Less than a month after the agency sued to block Omnicare, Inc.'s hostile takeover of PharMerica Corp., the company abandoned the deal. The FTC yesterday withdrew its administrative complaint, noting that the “most important elements of the relief…have been accomplished.”
The FTC objected that the merger of the two largest long-term care pharmacies in the U.S., which provide medications for people living in skilled nursing facilities, would give the combined entity too much bargaining power over Medicare Part D prices. The result – “higher reimbursement rates paid by Part D sponsors, their beneficiaries, and ultimately, American taxpayers who subsidize the vast majority of the Part D Plans' costs,” according to the complaint.

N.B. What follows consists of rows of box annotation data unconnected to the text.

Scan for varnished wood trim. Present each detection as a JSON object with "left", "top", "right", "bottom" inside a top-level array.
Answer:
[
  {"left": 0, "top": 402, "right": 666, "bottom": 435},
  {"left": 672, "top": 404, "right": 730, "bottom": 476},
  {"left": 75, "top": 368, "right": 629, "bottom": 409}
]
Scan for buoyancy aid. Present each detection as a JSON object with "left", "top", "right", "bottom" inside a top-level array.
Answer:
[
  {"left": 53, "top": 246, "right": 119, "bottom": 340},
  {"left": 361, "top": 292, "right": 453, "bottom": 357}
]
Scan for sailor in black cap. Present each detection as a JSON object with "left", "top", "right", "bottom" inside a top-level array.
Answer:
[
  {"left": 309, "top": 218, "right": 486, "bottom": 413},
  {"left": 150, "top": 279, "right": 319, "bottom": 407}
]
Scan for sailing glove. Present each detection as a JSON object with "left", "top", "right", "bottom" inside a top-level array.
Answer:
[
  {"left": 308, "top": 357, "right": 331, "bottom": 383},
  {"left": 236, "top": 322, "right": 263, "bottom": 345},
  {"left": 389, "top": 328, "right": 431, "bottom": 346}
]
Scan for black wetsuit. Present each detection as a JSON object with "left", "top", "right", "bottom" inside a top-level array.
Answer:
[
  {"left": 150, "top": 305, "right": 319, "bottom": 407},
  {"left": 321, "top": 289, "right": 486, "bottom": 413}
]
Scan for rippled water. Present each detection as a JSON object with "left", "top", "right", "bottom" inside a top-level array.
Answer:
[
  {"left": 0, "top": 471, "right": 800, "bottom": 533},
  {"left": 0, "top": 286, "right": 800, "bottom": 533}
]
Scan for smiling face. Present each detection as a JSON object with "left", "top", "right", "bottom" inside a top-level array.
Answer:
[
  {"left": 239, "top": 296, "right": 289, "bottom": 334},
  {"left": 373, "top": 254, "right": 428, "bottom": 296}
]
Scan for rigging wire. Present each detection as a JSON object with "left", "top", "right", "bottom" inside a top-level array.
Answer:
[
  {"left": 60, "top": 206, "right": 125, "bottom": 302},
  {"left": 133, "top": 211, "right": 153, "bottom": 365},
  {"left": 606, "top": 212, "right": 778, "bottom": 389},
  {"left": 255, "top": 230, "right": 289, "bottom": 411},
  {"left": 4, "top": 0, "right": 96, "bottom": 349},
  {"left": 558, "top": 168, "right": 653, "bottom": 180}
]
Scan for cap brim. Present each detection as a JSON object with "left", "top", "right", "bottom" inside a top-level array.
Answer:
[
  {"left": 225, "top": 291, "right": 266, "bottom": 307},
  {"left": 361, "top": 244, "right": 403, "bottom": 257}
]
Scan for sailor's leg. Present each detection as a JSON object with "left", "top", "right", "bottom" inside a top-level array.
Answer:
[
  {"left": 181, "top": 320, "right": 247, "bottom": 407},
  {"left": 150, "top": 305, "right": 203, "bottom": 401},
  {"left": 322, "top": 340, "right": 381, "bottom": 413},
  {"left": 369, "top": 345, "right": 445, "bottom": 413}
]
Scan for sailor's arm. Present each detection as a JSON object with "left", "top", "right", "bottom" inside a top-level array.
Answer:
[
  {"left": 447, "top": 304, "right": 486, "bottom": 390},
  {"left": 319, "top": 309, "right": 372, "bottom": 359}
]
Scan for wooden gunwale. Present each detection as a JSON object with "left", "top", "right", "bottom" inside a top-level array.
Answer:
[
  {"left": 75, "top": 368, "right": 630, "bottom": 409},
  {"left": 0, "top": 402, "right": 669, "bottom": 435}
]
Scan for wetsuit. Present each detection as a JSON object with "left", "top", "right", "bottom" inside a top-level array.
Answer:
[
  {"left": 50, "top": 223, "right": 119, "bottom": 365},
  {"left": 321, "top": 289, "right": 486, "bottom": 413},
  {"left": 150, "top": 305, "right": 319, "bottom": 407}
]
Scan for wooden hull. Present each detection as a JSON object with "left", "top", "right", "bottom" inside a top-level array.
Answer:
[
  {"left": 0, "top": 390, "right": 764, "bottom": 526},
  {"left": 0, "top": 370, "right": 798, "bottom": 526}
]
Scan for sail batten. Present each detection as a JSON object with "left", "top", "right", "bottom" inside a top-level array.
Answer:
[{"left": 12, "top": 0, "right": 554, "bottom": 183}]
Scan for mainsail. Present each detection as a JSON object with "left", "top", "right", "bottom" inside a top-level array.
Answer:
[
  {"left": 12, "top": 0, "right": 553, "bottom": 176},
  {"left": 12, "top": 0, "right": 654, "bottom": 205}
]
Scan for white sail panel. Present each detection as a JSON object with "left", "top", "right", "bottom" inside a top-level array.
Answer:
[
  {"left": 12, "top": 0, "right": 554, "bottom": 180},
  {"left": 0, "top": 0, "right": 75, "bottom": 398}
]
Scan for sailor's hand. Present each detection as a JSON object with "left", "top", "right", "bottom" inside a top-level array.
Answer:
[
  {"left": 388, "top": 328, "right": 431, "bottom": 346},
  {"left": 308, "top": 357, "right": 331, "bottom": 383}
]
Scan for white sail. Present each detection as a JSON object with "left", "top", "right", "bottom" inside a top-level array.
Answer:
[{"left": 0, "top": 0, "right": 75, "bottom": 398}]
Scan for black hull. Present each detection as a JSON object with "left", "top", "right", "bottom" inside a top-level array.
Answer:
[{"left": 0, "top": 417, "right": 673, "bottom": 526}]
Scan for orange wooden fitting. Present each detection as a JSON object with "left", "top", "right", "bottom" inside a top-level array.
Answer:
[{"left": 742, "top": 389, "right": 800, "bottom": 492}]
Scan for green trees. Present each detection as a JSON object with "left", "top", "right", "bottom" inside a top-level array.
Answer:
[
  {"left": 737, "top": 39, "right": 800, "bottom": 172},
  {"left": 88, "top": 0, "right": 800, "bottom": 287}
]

The FTC in its complaint also noted that PharMerica’s board of directors in public statements rejected Omnicare’s offer because “Antitrust clearance…is likely to be difficult to achieve.”
Omnicare’s $441 million hostile offer could have given it control over distribution of drugs for 57 percent of patients at facilities such as nursing homes and hospices.
"We're gratified that Omnicare has abandoned its efforts to acquire PharMerica. One of the Federal Trade Commission's core missions is protecting competition in the health care market, which helps keep prices down and the quality of care up," said FTC Chairman Jon Leibowitz in a news release.
According to papers filed with the FTC, Omnicare was represented by Roxann Henry, Jacqueline Grise and Tanisha James of Dewey & LeBoeuf and John Harkrider and Daniel Bitton of Axinn Veltrop & Harkrider.